Hristo insisted I try looping the kite and demonstrated it for me. He gave me the kite and reminded me to always bring it to 12 o’clock before attempting a loop. It reminded me of my first body drags, which were incredibly fun! This is really a fun exercise! I wouldn’t have laughed so hard and had so much fun in light winds if Hristo had not been instructing me.
After mastering kiteloops with a spin in both directions, Hristo asked if I wanted to learn how to jump. These were all technique only. I did not attempt any with the board on. He just wanted me to understand the principles of what the kite was doing.
He explained about holding down the bar all the way to keep power when diving the kite.

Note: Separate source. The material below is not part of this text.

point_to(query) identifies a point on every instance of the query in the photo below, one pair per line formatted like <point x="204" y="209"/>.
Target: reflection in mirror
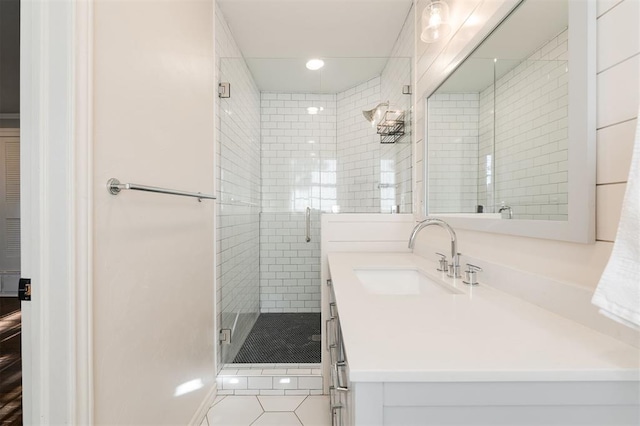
<point x="497" y="128"/>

Then he showed me to keep the bar down and almost as soon as the kite was diving one way, to turn it with as much force in the other direction, slowly pushing the bar out to keep tension on the lines. Once the kite reached 12 o’ clock and the bar is out, you can quickly pull down on the bar, which lifts you out of the water.
As I watched Hristo perform the popping technique, I thought this looks easy. In actuality, its not as easy. I was having trouble keeping the bar powered, turning fast, and letting the bar slide out. I did manage to get a lift a few times, but definitely need to spend a lot more time flying the kite and practicing this technique.
He gave me the board back and told me to pop up toe-side since I had mentioned that was what I wanted to learn as well. I did what he instructed and popped up toe-side, but managed to sink my board pretty quickly. He helped me by explaining body position, leaving one hand on the bar, and getting my edge established.
All in all, this was the perfect way to spend a light wind session! I can’t believe Kite Club Hatteras kite school had me doing kite loops, toe-side, and jumping…Oh my! I would highly recommend any beginner re-visit lessons to have a progressive session.